In 2022, after the last soccer World Cup, Mr. Starmer himself poked fun at his former colleague. In a speech to reporters, Mr. Starmer joked that Mr. Burnham “got to see his boyhood team Argentina win the World Cup” but that “it was a mixed bag because he also got to see his boyhood team France lose the final and his boyhood teams Morocco and Croatia lose in the semis.”
Mr. McTernan acknowledged that Mr. Burnham’s reputation is of a politician who “likes people to like him” but said: “A people pleaser as a politician is much better than a people hater.”
One common thread through Mr. Burnham’s career has been the idea that British politics and the news media is too London-centricand that regional inequality has damaged the country, a point he made in his first speech to Parliament in 2001. During one recent interview Mr. Burnham said Britain had been “on the wrong path for 40 years.”

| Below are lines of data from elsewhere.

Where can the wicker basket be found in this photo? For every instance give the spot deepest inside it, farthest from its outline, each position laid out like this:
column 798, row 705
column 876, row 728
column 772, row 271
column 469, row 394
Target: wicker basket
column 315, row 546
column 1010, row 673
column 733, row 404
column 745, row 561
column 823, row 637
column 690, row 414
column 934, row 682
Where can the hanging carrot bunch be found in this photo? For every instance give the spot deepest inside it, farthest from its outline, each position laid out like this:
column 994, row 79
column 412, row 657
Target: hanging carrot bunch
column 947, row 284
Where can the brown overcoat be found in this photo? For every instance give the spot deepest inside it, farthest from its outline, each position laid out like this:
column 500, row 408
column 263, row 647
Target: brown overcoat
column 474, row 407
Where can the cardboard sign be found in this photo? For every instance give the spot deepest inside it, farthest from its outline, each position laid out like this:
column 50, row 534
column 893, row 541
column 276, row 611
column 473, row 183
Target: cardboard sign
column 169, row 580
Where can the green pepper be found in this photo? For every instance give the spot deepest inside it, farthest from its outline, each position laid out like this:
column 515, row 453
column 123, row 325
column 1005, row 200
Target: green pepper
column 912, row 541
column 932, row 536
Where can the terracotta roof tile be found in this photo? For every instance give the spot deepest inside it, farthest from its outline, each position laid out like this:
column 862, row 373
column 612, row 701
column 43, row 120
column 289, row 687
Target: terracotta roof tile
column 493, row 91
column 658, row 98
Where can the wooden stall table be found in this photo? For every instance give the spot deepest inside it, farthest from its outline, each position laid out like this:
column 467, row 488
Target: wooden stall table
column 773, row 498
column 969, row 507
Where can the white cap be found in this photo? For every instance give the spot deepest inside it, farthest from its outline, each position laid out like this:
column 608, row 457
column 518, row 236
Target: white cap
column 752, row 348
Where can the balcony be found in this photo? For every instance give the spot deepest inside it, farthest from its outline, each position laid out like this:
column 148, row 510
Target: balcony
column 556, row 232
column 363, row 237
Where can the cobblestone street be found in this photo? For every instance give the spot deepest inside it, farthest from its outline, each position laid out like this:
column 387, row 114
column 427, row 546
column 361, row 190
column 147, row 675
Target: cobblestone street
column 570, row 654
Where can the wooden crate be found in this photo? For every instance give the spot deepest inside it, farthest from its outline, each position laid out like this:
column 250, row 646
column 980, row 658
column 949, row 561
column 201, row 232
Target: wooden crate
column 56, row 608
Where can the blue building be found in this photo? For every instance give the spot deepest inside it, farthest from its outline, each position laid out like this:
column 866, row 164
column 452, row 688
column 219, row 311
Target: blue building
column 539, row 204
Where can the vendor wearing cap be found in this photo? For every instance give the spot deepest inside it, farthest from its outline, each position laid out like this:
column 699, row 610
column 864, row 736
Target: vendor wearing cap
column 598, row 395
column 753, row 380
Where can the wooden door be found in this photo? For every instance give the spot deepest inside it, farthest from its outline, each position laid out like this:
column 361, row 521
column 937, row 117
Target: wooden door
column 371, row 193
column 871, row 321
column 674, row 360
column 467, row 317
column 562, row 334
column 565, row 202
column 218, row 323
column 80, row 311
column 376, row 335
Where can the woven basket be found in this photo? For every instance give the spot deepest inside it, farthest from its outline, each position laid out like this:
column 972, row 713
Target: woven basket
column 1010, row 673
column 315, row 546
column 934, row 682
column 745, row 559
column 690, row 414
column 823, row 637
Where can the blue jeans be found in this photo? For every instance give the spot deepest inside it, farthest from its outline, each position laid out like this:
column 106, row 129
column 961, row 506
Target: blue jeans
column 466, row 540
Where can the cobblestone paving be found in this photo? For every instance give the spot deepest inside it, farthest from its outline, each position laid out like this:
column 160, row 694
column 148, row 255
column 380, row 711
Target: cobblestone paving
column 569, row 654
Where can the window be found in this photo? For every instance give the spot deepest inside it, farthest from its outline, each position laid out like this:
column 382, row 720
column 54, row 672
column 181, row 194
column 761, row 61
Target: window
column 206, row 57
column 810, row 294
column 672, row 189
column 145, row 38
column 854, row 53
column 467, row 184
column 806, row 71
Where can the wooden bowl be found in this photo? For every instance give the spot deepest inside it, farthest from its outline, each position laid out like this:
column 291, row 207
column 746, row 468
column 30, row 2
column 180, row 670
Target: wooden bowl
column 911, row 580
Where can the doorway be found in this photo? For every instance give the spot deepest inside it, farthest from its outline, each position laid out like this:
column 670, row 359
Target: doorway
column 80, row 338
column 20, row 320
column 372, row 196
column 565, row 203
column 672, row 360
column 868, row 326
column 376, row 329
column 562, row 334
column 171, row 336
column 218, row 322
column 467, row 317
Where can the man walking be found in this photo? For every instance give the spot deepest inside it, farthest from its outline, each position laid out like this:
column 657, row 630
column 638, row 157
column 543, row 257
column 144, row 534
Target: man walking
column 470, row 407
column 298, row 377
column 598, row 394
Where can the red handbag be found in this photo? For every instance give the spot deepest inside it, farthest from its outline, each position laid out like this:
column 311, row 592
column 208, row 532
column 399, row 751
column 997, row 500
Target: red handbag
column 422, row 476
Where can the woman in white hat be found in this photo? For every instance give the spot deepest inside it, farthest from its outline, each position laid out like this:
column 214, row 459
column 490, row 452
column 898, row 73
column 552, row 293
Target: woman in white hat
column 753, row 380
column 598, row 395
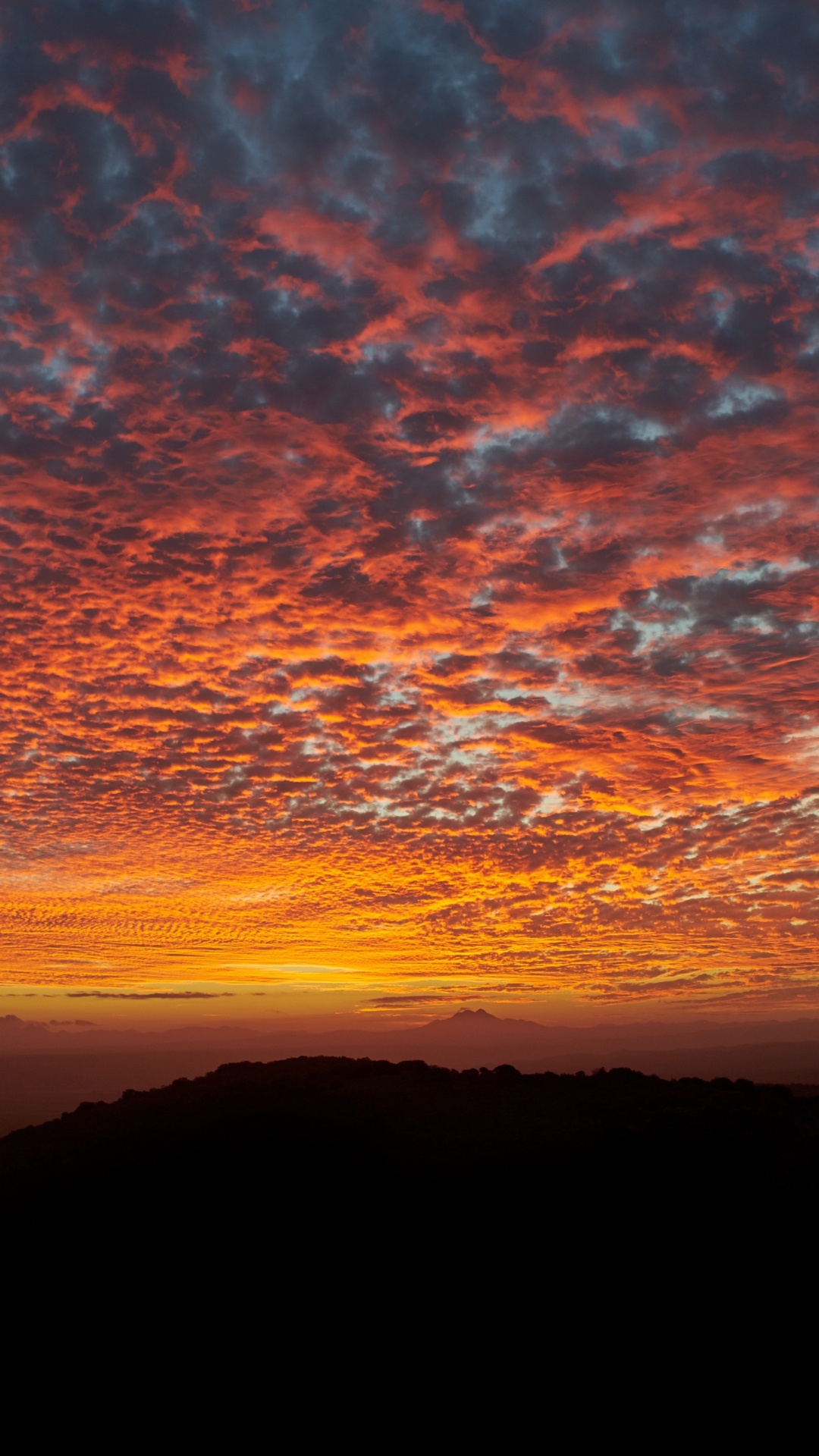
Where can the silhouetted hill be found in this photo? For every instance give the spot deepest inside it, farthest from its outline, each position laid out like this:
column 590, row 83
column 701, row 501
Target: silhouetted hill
column 319, row 1141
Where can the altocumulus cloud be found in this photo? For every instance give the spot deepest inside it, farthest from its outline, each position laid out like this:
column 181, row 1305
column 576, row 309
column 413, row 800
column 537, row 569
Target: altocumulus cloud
column 409, row 507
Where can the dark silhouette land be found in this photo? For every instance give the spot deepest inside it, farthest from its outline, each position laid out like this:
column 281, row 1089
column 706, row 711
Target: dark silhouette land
column 47, row 1071
column 315, row 1141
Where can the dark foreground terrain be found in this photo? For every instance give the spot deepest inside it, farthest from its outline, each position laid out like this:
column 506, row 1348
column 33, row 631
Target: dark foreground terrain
column 319, row 1142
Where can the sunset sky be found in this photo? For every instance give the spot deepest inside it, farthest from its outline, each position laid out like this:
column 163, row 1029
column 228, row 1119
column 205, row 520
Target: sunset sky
column 409, row 525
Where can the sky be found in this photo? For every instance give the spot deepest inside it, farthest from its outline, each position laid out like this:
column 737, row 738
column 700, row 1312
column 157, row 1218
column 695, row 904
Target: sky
column 409, row 511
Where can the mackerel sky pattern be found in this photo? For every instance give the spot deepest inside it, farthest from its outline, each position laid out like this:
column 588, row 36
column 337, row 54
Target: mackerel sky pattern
column 409, row 506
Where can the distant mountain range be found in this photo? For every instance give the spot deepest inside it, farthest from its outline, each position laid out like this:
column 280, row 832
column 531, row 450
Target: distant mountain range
column 49, row 1068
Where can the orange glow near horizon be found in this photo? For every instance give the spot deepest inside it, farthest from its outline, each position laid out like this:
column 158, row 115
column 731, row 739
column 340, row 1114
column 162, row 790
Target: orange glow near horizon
column 409, row 525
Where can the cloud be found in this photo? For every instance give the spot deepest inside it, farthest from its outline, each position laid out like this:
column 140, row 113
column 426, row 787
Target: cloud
column 407, row 485
column 149, row 996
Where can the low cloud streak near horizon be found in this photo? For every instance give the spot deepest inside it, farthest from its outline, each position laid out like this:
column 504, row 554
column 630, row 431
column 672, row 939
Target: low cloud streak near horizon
column 410, row 551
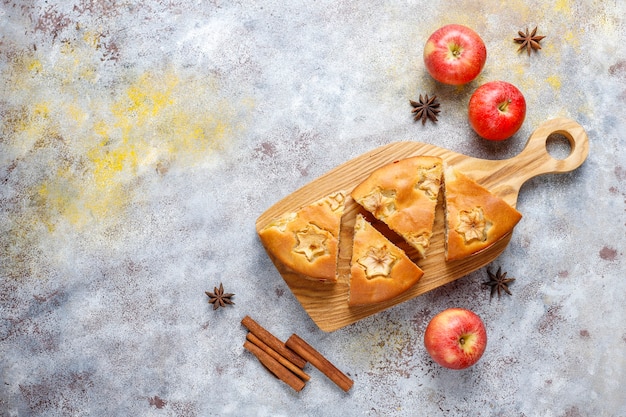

Mr. Burnham raised concern among some last year when the said that the Labour Party ought to get “beyond being in hock to the bond markets” — a phrase he has subsequently said was misinterpreted. More recently he appeared hazy over an aspect of economic policy in one BBC interview. But in Manchester he pursued business-friendly policies to attract investment.
According to Professor Ford, as a mayor, Mr. Burnham “got relatively used to saying whatever was in his mind” but, now has “been getting a rather sharp lesson in the need to weigh his words more carefully.”
How the skills he showed in Manchester would prepare him for the top job in British politics is hard to predict.
“It’s very different when you are sailing into the storm of 10 Downing Street, where there will be 150 issues on your desk every day,” Professor Ford said. “You don’t really get that much control over which ones to pick fights over, and you have no time to think.”